Jakarta (ANTARA GORONTALO) - Pengamat politik yang juga peneliti senior
Lembaga Ilmu Pengetahuan Indonesia (LIPI) Syamsuddin Haris mengatakan
Undang-Undang Dasar 1945 hasil amandemen yang dilakukan pada rentang
tahun 1999-2002, tidak perlu dikaji ulang.
Menurut Syamsudin Haris, saat ini yang penting adalah penyempurnaan
UUD 1945 hasil amandemen tersebut karena ada konteks di dalamnya yang
masih tumpang tindih satu sama lain.
"Tidak perlu dikaji ulang. Yang penting disempurnakan karena masih
banyak konteks yang tumpang tindih dan ini harus diperbaiki," ujar
Syamsuddin ketika berbincang dengan Antara di Jakarta, Kamis.

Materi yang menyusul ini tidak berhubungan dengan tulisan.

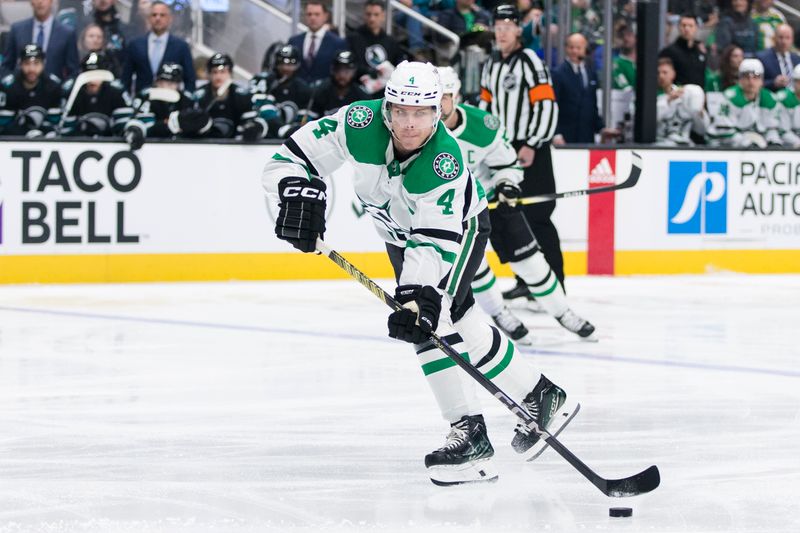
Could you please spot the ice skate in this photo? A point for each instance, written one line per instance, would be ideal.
(547, 404)
(466, 455)
(513, 327)
(577, 325)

Ia melanjutkan, tidak ada yang salah dengan amandemen UUD 1945 yang
dilakukan empat kali pada tahun 1999-2002 karena hal tersebut dilakukan
atas desakan publik. Wacana pengkajian kembali amandemen UUD 1945 pun
dianggapnya adalah usaha untuk kembali ke UUD 1945 asli.
"Jika kita kembali ke UUD 1945 asli, artinya kita sudah mundur ke
belakang. Saat ini Indonesia memerlukan langkah ke depan," kata
Syamsuddin.
Untuk itu, dia menganjurkan adanya amandemen kelima alih-alih
pengkajian ulang, sebab masih banyak substansi di dalam UUD 1945 hasil
amandemen yang melenceng dari yang seharusnya.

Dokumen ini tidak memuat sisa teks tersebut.